Grazie a questo software, dunque, gli Hearts hanno scelto l’allenatore, fanno scouting per scovare giocatori in ogni parte del pianeta e analizzano in maniera meticolosa tutti i dati di prestazioni, allenamenti e chi più ne ha più ne metta. Altro che miracolo e calcio pane e salame: questo è proprio l’onnipresente algoritmo. E grazie a lui, gli Hearts, dopo 12 giornate, sono imbattuti e in testa alla classifica con sette punti di vantaggio sul Celtic (che però ha disputato una partita in meno), sconfitti con un perentorio 3-1 alla nona giornata.

James Franks, alleato di Bloom, siede nel consiglio di amministrazione, ma il controllo delle quote degli Hearts resta nelle mani del movimento di tifosi Foundation of Hearts. Ma non bisogna dimenticare il ruolo fondamentale di James Anderson, grandioso ma anche modesto filantropo. Che, per ringraziare la Johns Hopkins University di Bologna, dove ha studiato ai tempi della terribile strage, ha donato 100 milioni di euro. E non si calcola quanti ne abbia versati, nel corso degli anni, nelle casse degli Hearts of Midlothian; da grande esperto di finanza e di numeri, ben prima dell’arrivo di Bloom dalle parti di Edimburgo, aveva profetizzato l’importanza fondamentale nel futuro per il data analytics nel calcio, come strumento in grado di rovesciare le gerarchie tradizionali e di portare davvero novità e sorprese.

Anderson, in compagnia della presidente degli Hearts, Ann Budge, fu così entusiasta di ciò che sentì da Bloom durante un incontro esplorativo all’inizio del 2024 che cadde su un marciapiede di Londra mentre se ne andava. Famosa è la sua recente dichiarazione al The Guadian: “Si tratta di costruire le basi per capire fin dove possono arrivare gli Hearts. Per l’amor del cielo, se un paese con meno di 1.500 abitanti in Svezia può vincere il campionato…». Il riferimento è al Mjällby, e a pensarci bene non è così improprio

Manuel Pascali è uno che se ne intende di Scozia e di successi imprevedibili: dal 2008 al 2015, infatti, ha militato nel Kilmarnock che ha guidato, indossando la fascia di capitano, al successo nella Scottish League Cup 2012, superando contro ogni pronostico il Celtic in finale. Proprio Pascali ha parlato a Undici del tecnico degli Hearts, scelto dall’algoritmo, e di quello che sta succedendo dentro il club di Edinburgo: «Derek McInnes è un allenatore davvero bravo, molto preparato, che adesso sta facendo bene con gli Hearts. In passato ebbe ottimi risultati ad Aberdeen. Gli Hearts hanno un fascino particolare: basti pensare alla loro maglia amaranto, maroon, come dicono da quelle parti. Il loro stadio, Tynecastle, è uno dei più belli di Scozia. Mi ricordo che anche la Fiorentina ci giocò qualche anno fa. Fanno circa 20.000 spettatori, quasi tutti abbonati. È uno stadio tutto attaccato al campo, un solo anello, e ti arriva addosso tutta la passione della gente».
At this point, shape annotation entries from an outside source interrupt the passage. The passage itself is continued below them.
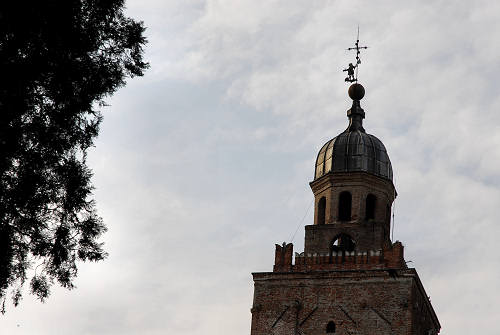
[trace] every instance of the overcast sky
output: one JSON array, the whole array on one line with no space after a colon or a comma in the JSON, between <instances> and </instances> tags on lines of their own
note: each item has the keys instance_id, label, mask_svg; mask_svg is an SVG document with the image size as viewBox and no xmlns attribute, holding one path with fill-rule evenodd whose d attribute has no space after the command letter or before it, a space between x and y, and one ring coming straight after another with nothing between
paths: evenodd
<instances>
[{"instance_id":1,"label":"overcast sky","mask_svg":"<svg viewBox=\"0 0 500 335\"><path fill-rule=\"evenodd\" d=\"M445 335L498 334L500 2L129 0L151 68L104 111L89 164L109 258L2 334L249 334L251 272L303 250L319 148L362 54L405 245ZM298 230L297 230L298 228ZM296 234L294 234L296 232Z\"/></svg>"}]
</instances>

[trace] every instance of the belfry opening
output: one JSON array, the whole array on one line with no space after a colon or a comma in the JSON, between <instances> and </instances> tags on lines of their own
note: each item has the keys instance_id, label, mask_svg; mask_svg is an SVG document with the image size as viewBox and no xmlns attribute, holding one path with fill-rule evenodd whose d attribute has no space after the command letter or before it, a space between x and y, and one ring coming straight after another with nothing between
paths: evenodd
<instances>
[{"instance_id":1,"label":"belfry opening","mask_svg":"<svg viewBox=\"0 0 500 335\"><path fill-rule=\"evenodd\" d=\"M347 128L321 147L313 166L315 218L305 226L304 250L276 244L273 270L253 273L251 335L441 329L403 244L390 238L392 165L382 141L363 127L365 89L355 74L346 78L354 81Z\"/></svg>"}]
</instances>

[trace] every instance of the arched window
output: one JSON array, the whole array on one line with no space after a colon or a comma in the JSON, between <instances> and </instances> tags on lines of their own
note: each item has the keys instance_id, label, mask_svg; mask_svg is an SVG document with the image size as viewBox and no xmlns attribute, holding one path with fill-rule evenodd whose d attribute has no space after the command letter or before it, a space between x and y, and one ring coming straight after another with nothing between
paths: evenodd
<instances>
[{"instance_id":1,"label":"arched window","mask_svg":"<svg viewBox=\"0 0 500 335\"><path fill-rule=\"evenodd\" d=\"M327 334L334 334L335 333L335 322L330 321L326 325L326 333Z\"/></svg>"},{"instance_id":2,"label":"arched window","mask_svg":"<svg viewBox=\"0 0 500 335\"><path fill-rule=\"evenodd\" d=\"M356 248L356 242L351 236L344 233L337 235L330 247L331 251L335 252L354 251L354 248Z\"/></svg>"},{"instance_id":3,"label":"arched window","mask_svg":"<svg viewBox=\"0 0 500 335\"><path fill-rule=\"evenodd\" d=\"M366 220L375 219L375 205L377 203L377 197L373 194L368 194L366 197Z\"/></svg>"},{"instance_id":4,"label":"arched window","mask_svg":"<svg viewBox=\"0 0 500 335\"><path fill-rule=\"evenodd\" d=\"M352 196L351 193L345 191L340 193L339 196L339 220L351 221L351 206Z\"/></svg>"},{"instance_id":5,"label":"arched window","mask_svg":"<svg viewBox=\"0 0 500 335\"><path fill-rule=\"evenodd\" d=\"M318 202L318 224L325 224L326 198L322 197Z\"/></svg>"},{"instance_id":6,"label":"arched window","mask_svg":"<svg viewBox=\"0 0 500 335\"><path fill-rule=\"evenodd\" d=\"M391 224L391 205L387 205L387 207L385 208L385 222L387 224Z\"/></svg>"}]
</instances>

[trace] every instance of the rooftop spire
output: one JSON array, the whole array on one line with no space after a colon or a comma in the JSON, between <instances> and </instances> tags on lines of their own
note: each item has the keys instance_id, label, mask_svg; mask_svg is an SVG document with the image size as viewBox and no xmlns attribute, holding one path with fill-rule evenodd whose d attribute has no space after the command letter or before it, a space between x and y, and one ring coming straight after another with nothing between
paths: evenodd
<instances>
[{"instance_id":1,"label":"rooftop spire","mask_svg":"<svg viewBox=\"0 0 500 335\"><path fill-rule=\"evenodd\" d=\"M365 88L363 85L358 83L358 69L359 64L361 64L361 58L359 55L361 54L361 49L368 49L368 47L359 46L359 26L358 26L358 37L356 39L356 43L354 43L354 47L347 48L348 51L356 50L356 65L352 65L349 63L349 67L344 69L344 72L347 72L347 77L345 78L346 82L354 83L349 87L348 93L349 97L352 99L352 107L347 111L347 117L349 118L349 127L347 127L346 131L361 131L365 132L363 128L363 119L365 118L365 112L363 108L361 108L360 100L365 96Z\"/></svg>"},{"instance_id":2,"label":"rooftop spire","mask_svg":"<svg viewBox=\"0 0 500 335\"><path fill-rule=\"evenodd\" d=\"M343 72L347 72L347 77L345 78L346 82L349 82L349 83L354 83L354 82L357 83L358 82L358 68L359 68L359 64L361 64L361 58L359 57L359 55L361 54L361 51L360 51L361 49L368 49L368 47L367 46L364 46L364 47L359 46L359 25L358 25L358 37L356 39L356 43L354 43L354 47L346 49L347 51L356 50L356 65L352 65L352 63L349 63L349 66L347 67L347 69L343 70Z\"/></svg>"}]
</instances>

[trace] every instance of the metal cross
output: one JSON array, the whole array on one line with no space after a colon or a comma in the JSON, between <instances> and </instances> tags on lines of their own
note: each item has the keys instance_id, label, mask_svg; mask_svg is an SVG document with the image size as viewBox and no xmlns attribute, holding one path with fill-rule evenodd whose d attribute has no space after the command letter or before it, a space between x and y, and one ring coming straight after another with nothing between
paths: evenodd
<instances>
[{"instance_id":1,"label":"metal cross","mask_svg":"<svg viewBox=\"0 0 500 335\"><path fill-rule=\"evenodd\" d=\"M359 26L358 26L358 38L356 39L356 43L354 43L354 47L346 49L347 51L356 50L356 65L352 65L352 63L349 63L348 68L343 70L343 72L347 72L347 77L345 78L345 81L347 82L350 83L358 82L358 67L359 64L361 64L361 58L359 58L359 55L361 53L360 51L361 49L368 49L368 47L359 46ZM356 73L354 73L354 70L356 70Z\"/></svg>"}]
</instances>

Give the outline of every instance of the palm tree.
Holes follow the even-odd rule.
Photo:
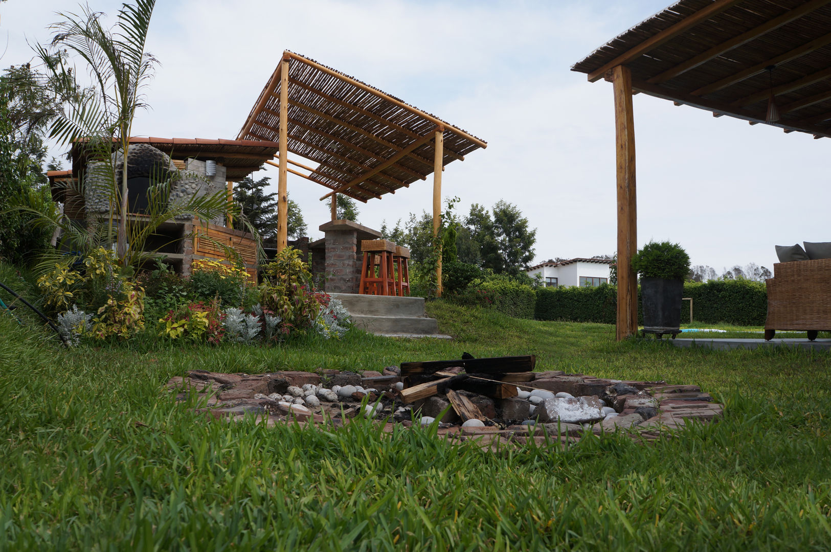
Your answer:
[[[96,180],[111,185],[109,190],[110,208],[106,239],[112,241],[114,219],[118,220],[116,252],[122,265],[138,261],[145,240],[155,228],[175,215],[189,213],[210,219],[224,212],[228,205],[223,192],[211,196],[193,197],[179,205],[169,205],[171,183],[157,183],[148,195],[151,214],[140,224],[128,227],[128,154],[135,113],[147,107],[144,90],[153,76],[158,61],[146,51],[147,33],[155,0],[135,0],[135,4],[122,4],[118,18],[111,29],[101,24],[104,16],[88,6],[81,7],[81,14],[60,12],[62,22],[51,28],[55,34],[48,46],[37,45],[36,51],[49,76],[62,83],[57,94],[65,90],[81,90],[81,93],[66,95],[64,110],[52,120],[50,137],[62,144],[82,144],[87,159],[106,160],[96,164]],[[92,85],[81,88],[76,75],[66,66],[67,56],[55,56],[64,51],[68,57],[80,57],[86,65]],[[116,158],[113,144],[122,150],[123,169],[120,185],[116,182]],[[83,178],[79,178],[83,194]],[[57,221],[52,221],[57,224]],[[79,228],[66,228],[71,236],[83,239]],[[92,238],[95,240],[96,238]],[[87,237],[87,241],[90,238]]]

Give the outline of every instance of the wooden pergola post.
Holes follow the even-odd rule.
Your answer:
[[[441,224],[441,169],[444,167],[445,129],[435,129],[435,155],[433,159],[433,237],[439,235]],[[441,253],[440,244],[438,264],[435,266],[435,296],[441,296]]]
[[[231,208],[234,206],[234,183],[230,180],[226,181],[225,189],[228,191],[228,211],[225,212],[225,226],[229,228],[233,228],[234,215],[231,213]]]
[[[635,190],[635,125],[632,73],[625,66],[612,69],[615,95],[617,158],[617,340],[637,333],[637,276],[632,256],[637,251]]]
[[[288,245],[288,60],[283,54],[280,66],[280,169],[277,189],[277,251]]]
Poi prosegue: «Quello degli Hearts è un progetto molto ambizioso, anche perché oggi Celtic e Rangers stanno faticando più del solito. Vengono da una stagione negativa, chiusa al settimo posto, sotto le aspettative. Ma quest’anno sono partiti alla grande. I veri valori si vedranno da gennaio in poi. Mi aspetto una grande reazione dal Celtic, che ha cambiato allenatore dopo le dimissioni di Rodgers. Hanno giocatori abituati a vincere: Craig Gordon in porta, James Forrest e diversi australiani, un bel mix di esperienza e freschezza. Non so se gli Hearts riusciranno a tenere questo ritmo, ma sull’onda dell’entusiasmo possono fare cose straordinarie. Replicare quello che fece Ferguson all’Aberdeen? Non lo so, ma se a gennaio saranno ancora lì, potrebbero anche rinforzarsi e giocarsela fino in fondo. Sarebbe bello vedere qualcosa cambiare in Scozia».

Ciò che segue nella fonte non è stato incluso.